‘Do the Right Thing’: Publix Pressured On Fair Food Program
More than 100 Presbyterian Women gathered at a Kissimmee Publix location on Saturday for the Churchwide Gathering of Presbyterian Women, to pressure Florida’s largest corporation to recognize the dignity of the workers who harvest the tomatoes sold in their stores and sign on to the Coalition of Immokalee Workers’ (CIW) Fair Food Program.
The Fair Food Program is a unique partnership among farmworkers, tomato growers, and ten leading food retailers – including Publix competitors Whole Foods Market and Trader Joe’s – that advances both the human rights of farmworkers and the long-term interests of the Florida tomato industry as a whole.
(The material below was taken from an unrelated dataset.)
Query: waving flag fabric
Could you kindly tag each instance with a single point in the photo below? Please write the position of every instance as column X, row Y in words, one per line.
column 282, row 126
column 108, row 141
It is the first large scale program for real, lasting social accountability in the domestic produce industry.
Twelve of the 100+ women who came from around the country – including CIW staff member and farmworker mother Silvia Perez, clergy, and Publix shoppers – formed a delegation to the store’s manager. The petition they presented unites mothers on both sides of the tomato supply chain – farmworkers and consumers – to insist on Publix’s participation in the Fair Food Program, so that farmworker mothers may support their families with dignity. Delegation members presented the petition to the manager outside the store. Directly following, the delegation joined hands in prayer, in hopes of moving the hearts of the Publix executives.
After the prayer, the delegation joined over 100 women on the sidewalk outside Publix, praying, marching, and singing.
Of the day, CIW member Silvia Perez said “On Saturday, I, one of many farmworker mothers, united with consumer mothers to ask Publix to do the right thing. We prayed together, showing Publix that we farmworker mothers are not alone, but rather have always had the support of people of faith.”
Following the picket, Perez addressed the group, asking the women to spread the message of Florida’s farmworkers back in their own communities around the nation.